Gender Inequality

Historically and continuing into the present, women have not been afforded the same rights, support, or benefits as have their male counterparts. The gender wage gap is perhaps one of the most salient manifestations of this trend: while some differences in occupation, experience and hours influence this gap, studies claim that even when those factors are controlled for, the pay gap remains. In 1963, John F. Kennedy signed into law the Equal Pay Act which abolished wage disparity based on sex and although conditions improved, today women are still only paid 77 cents for every dollar that a man earns. And, as women age, the wage gap expands: on average women’s pay stops growing at age 39, whereas for men it is 48.

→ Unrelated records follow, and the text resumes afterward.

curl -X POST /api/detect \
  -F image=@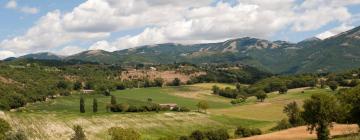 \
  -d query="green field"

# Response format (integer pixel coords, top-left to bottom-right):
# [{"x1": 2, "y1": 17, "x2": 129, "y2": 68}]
[{"x1": 0, "y1": 84, "x2": 330, "y2": 139}]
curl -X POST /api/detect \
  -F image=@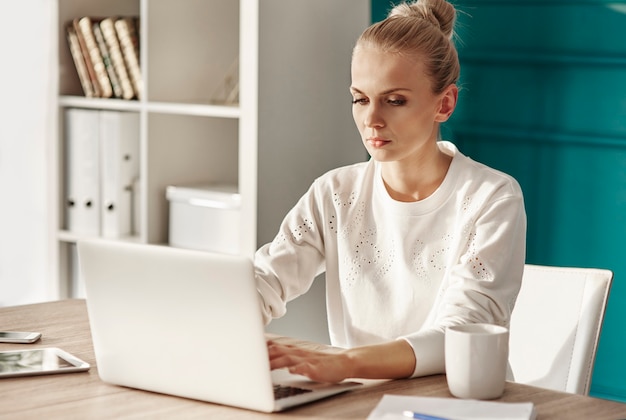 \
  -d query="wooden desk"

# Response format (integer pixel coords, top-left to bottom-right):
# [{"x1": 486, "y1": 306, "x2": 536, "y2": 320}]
[{"x1": 0, "y1": 300, "x2": 626, "y2": 420}]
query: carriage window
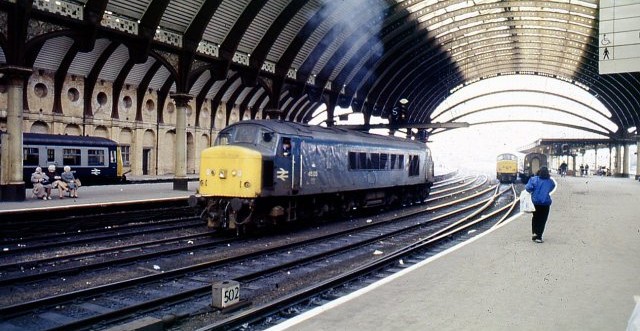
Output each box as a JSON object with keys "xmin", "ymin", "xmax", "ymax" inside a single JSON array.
[
  {"xmin": 87, "ymin": 149, "xmax": 105, "ymax": 166},
  {"xmin": 409, "ymin": 155, "xmax": 420, "ymax": 176},
  {"xmin": 358, "ymin": 153, "xmax": 367, "ymax": 169},
  {"xmin": 62, "ymin": 148, "xmax": 81, "ymax": 165},
  {"xmin": 22, "ymin": 147, "xmax": 40, "ymax": 166},
  {"xmin": 369, "ymin": 153, "xmax": 380, "ymax": 170},
  {"xmin": 349, "ymin": 152, "xmax": 358, "ymax": 170},
  {"xmin": 380, "ymin": 154, "xmax": 389, "ymax": 170},
  {"xmin": 47, "ymin": 148, "xmax": 56, "ymax": 163}
]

According to a 2010 study, there is one type of female that earns more than her male counterpart, and her characteristics are indicative of implicit cultural priorities: she is single, childless, urban and young (between the ages of 22 and 30). Women suffer more ageism and pay a greater price for having children. In fact, while marriage and parenthood are associated with less time spent on paid work-related activities for women, the onset of family responsibilities has the reverse effect on the careers of men.

This soundscape demonstrates these disparities through data on wages (1951 - present), workforce participation (1948 - present), poverty levels (1966 - present), housework hours (1965 - present), and educational achievement (1969 - present). Each data set has been converted into a musical line with pitch being calculated based on the disparity between men and women as the soundscape advances through the decades, starting in 1948 and continuing into the present.

The concept of equality is presented as a single, repeating tone (216 Hertz) and each musical line can be understood in reference to this tone. Throughout the soundscape, poverty data holds relatively steady, lower than the equality pitch as women have consistently been more likely to be in poverty than men. Workforce participation and income music lines initially rise steadily closer to the equality pitch, but have held steady in recent years. The only two lines of data that are above the equality pitch (meaning women are doing or achieving more than men) are households work hours and educational achievement. American mothers spend more time than fathers doing housework and although the gap has narrowed dramatically since 1965, it has leveled off in the past 10 years. Meanwhile, women’s gains in educational achievement have significantly outpaced those of men over the past 40 years.